PERKELE'S REVIEW: Well well, could a movie have a better start than this early Jet Li vehicle? It's World War II! Yes, there are people using guns and tanks but wait! What's this? Are these Chinese actually using MARTIAL ARTS in this battle??? Throw in a few death-defying stunts and you get one of the most absurd war footage ever filmed [they didn't seem to have too big budget filming this]. So now you already want to see this flick, but let me reveal a few more things about it firstÉ

"Born to Defence" [yes, it's originally spelled that way but some sources have re-released it as "Born to Defend"] is not your typical Jet Li wire-fu costume fantasy. And that's just why you should get this film. So when your asshole I-watch-only-Jet-Li-kung-fu friends next time ask you whether you got new Jet Li-kung-fu [because everything else sucks], you can answer: "Now well of course, I recently bought this here movie, "Born to Defence", and it's even directed by Jet Li!" Then your friends get excited: "Hey! Let's watch that one! Maybe it's as good as "Once China Pan Time VII" or "Last Homo in China"! There must be many great fight scenes where Jet flies around for about five minutes in a lion costume and every place is exploding without any reason AT ALL! That would be sooo cool!"
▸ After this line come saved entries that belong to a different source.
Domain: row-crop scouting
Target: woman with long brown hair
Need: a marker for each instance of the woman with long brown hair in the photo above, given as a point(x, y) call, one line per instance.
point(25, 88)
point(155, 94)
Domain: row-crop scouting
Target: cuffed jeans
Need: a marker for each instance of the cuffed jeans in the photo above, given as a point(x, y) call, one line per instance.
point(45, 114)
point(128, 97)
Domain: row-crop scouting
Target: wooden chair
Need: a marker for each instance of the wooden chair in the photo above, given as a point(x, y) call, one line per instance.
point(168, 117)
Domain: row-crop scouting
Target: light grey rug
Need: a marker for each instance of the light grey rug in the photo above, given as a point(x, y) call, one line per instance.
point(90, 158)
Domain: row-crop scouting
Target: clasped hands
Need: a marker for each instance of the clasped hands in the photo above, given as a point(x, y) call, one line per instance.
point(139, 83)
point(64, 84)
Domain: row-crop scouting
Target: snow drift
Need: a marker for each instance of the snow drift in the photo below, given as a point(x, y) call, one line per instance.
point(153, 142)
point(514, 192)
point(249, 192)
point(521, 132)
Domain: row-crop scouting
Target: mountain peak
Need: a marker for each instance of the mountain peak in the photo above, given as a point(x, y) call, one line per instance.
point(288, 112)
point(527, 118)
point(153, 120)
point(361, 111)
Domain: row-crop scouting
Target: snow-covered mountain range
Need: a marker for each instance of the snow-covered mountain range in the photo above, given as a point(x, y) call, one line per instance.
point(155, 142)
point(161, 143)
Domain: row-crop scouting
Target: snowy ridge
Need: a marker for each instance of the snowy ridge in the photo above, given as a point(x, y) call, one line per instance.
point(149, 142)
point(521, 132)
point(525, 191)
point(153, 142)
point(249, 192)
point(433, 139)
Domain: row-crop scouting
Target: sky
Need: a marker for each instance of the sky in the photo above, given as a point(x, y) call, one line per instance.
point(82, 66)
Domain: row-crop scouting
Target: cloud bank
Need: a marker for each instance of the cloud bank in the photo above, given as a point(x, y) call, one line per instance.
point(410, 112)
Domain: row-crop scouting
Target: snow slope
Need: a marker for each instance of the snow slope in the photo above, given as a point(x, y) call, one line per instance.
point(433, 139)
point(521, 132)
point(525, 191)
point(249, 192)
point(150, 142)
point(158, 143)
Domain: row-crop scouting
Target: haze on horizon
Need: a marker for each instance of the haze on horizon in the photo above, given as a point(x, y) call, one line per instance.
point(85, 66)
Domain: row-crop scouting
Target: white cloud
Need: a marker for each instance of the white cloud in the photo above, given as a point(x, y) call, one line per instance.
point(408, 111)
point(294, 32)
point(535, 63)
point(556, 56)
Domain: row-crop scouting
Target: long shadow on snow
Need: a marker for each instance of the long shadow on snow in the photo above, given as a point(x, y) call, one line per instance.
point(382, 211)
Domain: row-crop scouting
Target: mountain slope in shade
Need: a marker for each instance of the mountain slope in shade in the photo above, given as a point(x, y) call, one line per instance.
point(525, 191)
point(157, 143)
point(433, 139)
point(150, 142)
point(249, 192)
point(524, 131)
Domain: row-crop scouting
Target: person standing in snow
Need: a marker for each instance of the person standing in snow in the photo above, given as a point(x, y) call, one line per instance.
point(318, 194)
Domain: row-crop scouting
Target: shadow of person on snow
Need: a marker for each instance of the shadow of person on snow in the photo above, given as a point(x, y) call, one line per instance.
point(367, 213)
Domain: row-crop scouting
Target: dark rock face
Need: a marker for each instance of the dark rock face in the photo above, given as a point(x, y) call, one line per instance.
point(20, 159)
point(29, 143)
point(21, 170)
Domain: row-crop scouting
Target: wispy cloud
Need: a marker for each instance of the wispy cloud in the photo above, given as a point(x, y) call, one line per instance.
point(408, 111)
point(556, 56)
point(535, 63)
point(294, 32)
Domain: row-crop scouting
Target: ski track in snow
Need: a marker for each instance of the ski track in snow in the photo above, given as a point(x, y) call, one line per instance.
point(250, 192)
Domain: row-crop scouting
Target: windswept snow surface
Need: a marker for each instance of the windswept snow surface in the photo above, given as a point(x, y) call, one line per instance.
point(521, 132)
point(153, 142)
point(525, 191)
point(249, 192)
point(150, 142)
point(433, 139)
And as you might have guessed by know, there's not a SINGLE wire trick in this movie [at least I don't remember that there is]. Jet Li gets real physical [and violent] fighting all the western kick boxers and brawlers. Too bad he suffered from back injury during the making of this movie and therefore has used stunt doubles [and wires] ever since. "Born to Defence" is Jet's fourth film, the earlier efforts being "The Shaolin Temple" movies. This is also Jet's one and only self-directed movie.  And it works quite well; "Born to Defence" upstages his later shit like "Kung Fu Cult Master" or "Hitman" 10-0. So if you're interested in seeing Jet in a different role, using Wu Shu against western king boxing moves, check this one out. Recommended, especially for all you Jet Li fanatics [though many of you will hate it].